It’s probably not overreach to describe the last couple of months for ailing beer conglomerate Anheuser-Busch as the worst marketing and market rebellion move in American history. After the subtle “transfiguration” of flagship brew “Bud Light”, the company has gone nowhere but down.
Now, the boycott and subsequent Wall Street losses are hitting home in the breweries themselves, as the company announced that nearly 200,000, (two-hundred thousand), of their employees will be laid off next week.
Did you notice the numbers and the spelling out of the number? That got me three extra words in this article. Not to mention this entire paragraph.

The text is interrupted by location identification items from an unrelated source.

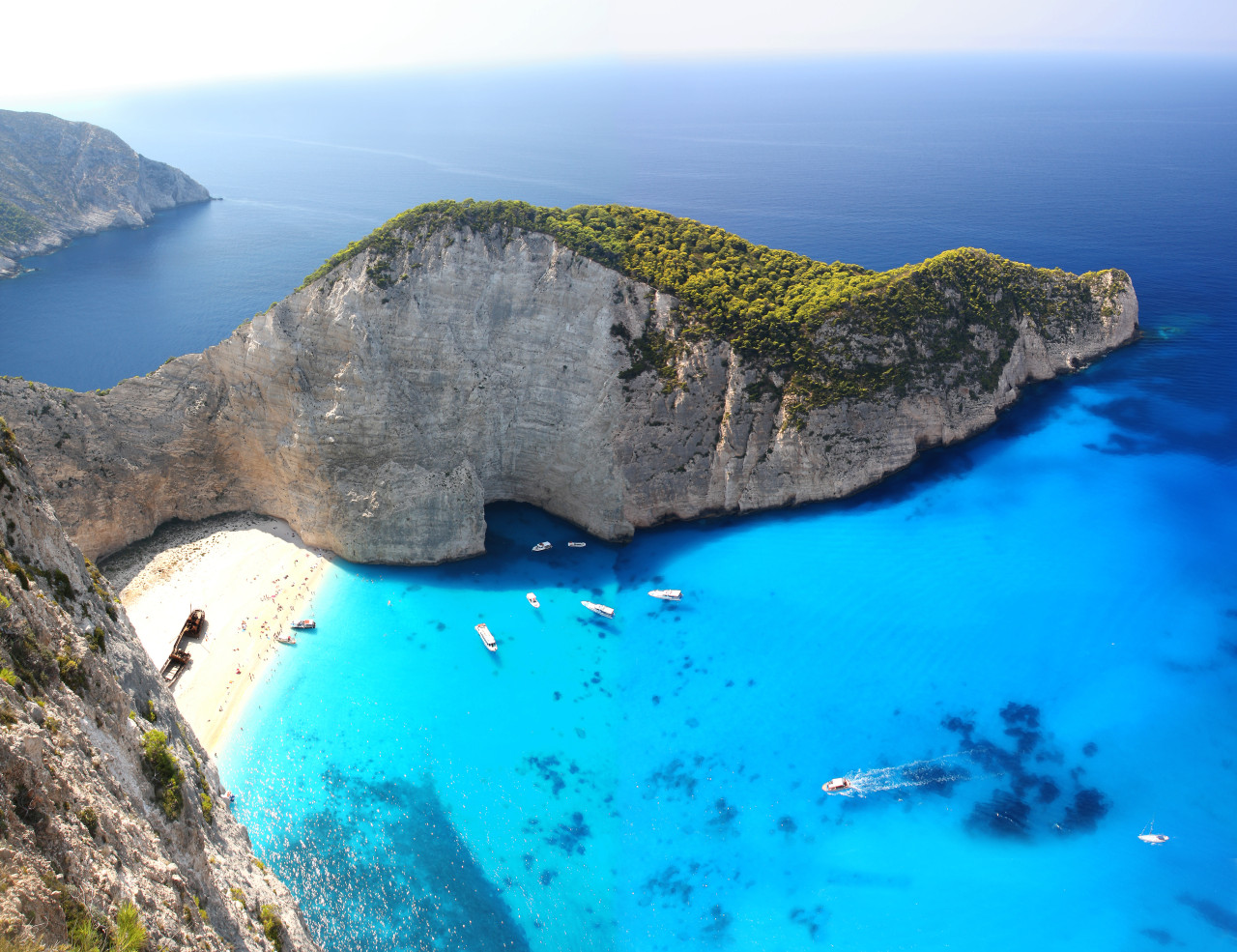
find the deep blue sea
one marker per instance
(1023, 649)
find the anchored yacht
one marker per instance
(604, 611)
(486, 638)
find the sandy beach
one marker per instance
(250, 574)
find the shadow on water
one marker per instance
(384, 867)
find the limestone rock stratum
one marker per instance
(62, 180)
(379, 408)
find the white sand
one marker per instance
(250, 574)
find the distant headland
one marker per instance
(615, 366)
(62, 180)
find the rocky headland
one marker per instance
(62, 180)
(115, 828)
(614, 366)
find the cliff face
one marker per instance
(380, 408)
(61, 180)
(83, 826)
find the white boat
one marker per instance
(1151, 836)
(486, 638)
(604, 611)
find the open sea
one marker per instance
(1021, 650)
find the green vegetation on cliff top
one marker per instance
(818, 332)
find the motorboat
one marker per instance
(604, 611)
(486, 638)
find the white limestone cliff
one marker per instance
(379, 420)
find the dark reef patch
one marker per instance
(1211, 912)
(1017, 811)
(671, 883)
(671, 778)
(569, 837)
(547, 769)
(814, 920)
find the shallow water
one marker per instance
(1030, 639)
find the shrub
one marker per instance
(164, 773)
(71, 672)
(273, 926)
(89, 820)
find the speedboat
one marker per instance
(486, 638)
(604, 611)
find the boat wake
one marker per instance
(935, 771)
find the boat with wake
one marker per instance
(603, 610)
(486, 638)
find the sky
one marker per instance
(77, 48)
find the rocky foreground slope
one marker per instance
(62, 180)
(111, 819)
(458, 357)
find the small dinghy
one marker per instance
(604, 611)
(486, 638)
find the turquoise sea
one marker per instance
(1023, 649)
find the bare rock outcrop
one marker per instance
(379, 408)
(85, 826)
(62, 180)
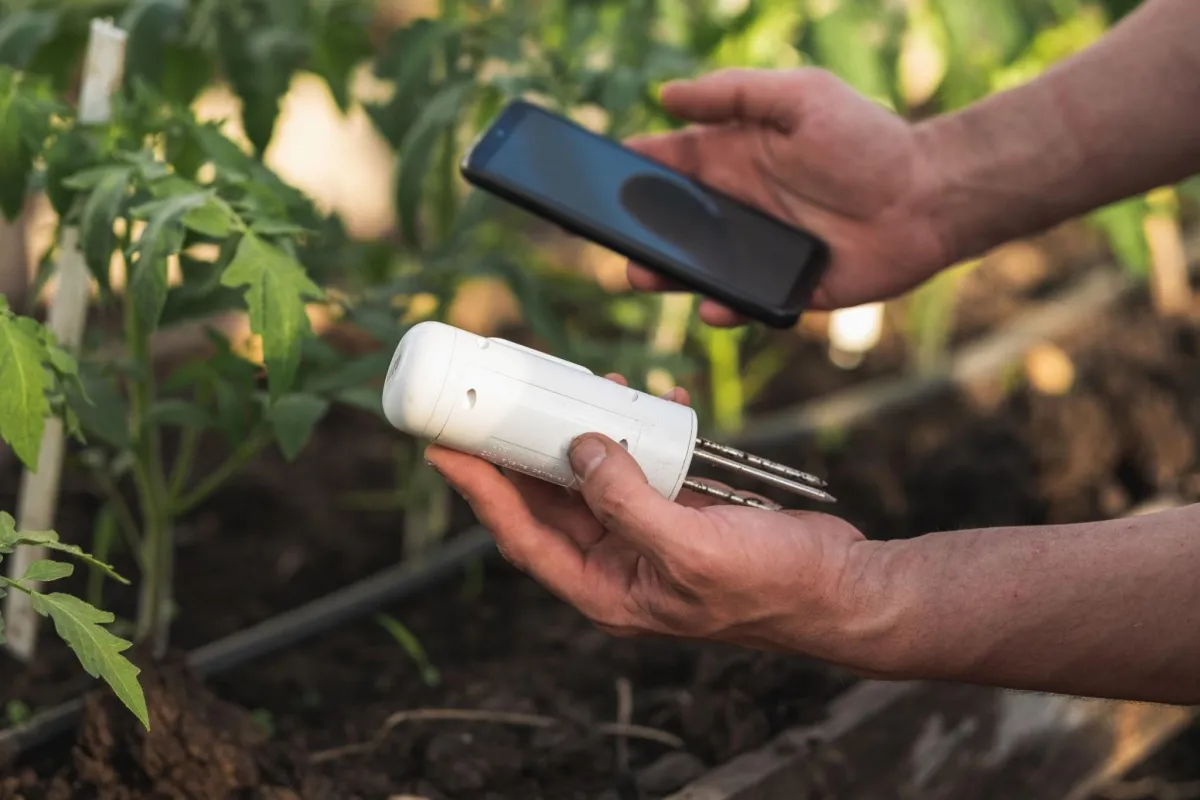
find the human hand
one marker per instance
(804, 146)
(637, 564)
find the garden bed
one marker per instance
(304, 722)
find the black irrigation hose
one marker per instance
(282, 631)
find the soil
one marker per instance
(1127, 429)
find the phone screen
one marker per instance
(634, 199)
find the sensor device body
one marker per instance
(522, 409)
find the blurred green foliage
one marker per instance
(451, 71)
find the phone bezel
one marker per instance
(796, 301)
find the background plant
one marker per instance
(180, 220)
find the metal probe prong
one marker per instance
(760, 462)
(762, 475)
(730, 497)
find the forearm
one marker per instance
(1109, 122)
(1102, 609)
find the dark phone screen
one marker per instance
(599, 181)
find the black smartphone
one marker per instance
(603, 191)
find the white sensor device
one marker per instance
(522, 409)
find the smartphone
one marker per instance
(600, 190)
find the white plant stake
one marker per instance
(521, 409)
(103, 70)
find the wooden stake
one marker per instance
(103, 70)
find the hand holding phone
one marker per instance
(685, 230)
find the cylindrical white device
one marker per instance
(522, 409)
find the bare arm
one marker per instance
(1119, 119)
(1108, 608)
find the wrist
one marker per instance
(1007, 167)
(877, 632)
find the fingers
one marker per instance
(532, 547)
(759, 96)
(616, 489)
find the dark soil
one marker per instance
(1128, 428)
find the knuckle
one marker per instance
(612, 504)
(696, 566)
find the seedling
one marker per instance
(78, 623)
(412, 645)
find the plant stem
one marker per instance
(447, 198)
(16, 584)
(237, 459)
(185, 459)
(157, 543)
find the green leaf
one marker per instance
(214, 218)
(49, 540)
(417, 152)
(45, 571)
(100, 211)
(23, 384)
(70, 157)
(343, 41)
(163, 236)
(99, 650)
(1123, 226)
(276, 293)
(293, 419)
(155, 29)
(24, 32)
(407, 60)
(16, 154)
(9, 535)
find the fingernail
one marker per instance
(586, 456)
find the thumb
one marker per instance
(757, 96)
(618, 494)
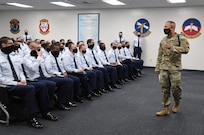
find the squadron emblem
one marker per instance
(142, 26)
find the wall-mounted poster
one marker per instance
(191, 28)
(44, 26)
(88, 27)
(14, 26)
(142, 25)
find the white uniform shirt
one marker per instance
(31, 66)
(68, 62)
(29, 37)
(6, 75)
(135, 41)
(113, 56)
(103, 57)
(91, 58)
(117, 40)
(51, 66)
(82, 59)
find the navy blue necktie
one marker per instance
(75, 63)
(105, 56)
(86, 61)
(41, 72)
(58, 65)
(116, 60)
(13, 69)
(94, 57)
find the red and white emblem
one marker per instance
(44, 26)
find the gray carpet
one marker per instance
(128, 111)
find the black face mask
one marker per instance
(114, 47)
(34, 53)
(103, 48)
(61, 49)
(55, 53)
(84, 51)
(8, 49)
(16, 47)
(91, 46)
(75, 50)
(48, 49)
(167, 31)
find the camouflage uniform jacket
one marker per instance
(170, 59)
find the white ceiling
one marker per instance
(96, 4)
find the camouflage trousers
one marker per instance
(170, 81)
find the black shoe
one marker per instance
(95, 94)
(71, 104)
(34, 123)
(126, 80)
(62, 107)
(122, 81)
(114, 86)
(103, 90)
(89, 97)
(50, 116)
(119, 82)
(108, 88)
(139, 75)
(78, 99)
(131, 78)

I know what you’re thinking. Job losses are no laughing matter, and even though this is a purely satirical article, is joking about them Kosher? We asked rabbinical student Sanders Batt about that one, and boy, were we ever sorry.
“Job losses at Anheuser-Busch have been at an all time high in the conservative mind. It’s like their ‘boycott’ worked because, you know, they saw that video of the fat guy throwing cases on the ground in the Walmart in Kansas. Ha! Conservatives don’t have the brains of a gnat.”
According to absolutely nobody, Bud will begin firing people in the bottle-bottom molding factories first, leading to quite a bit of spillage. From there, it will progress until even the hoo farmers are out of business.
And where will we be then? Right. Drinking Molson Golden.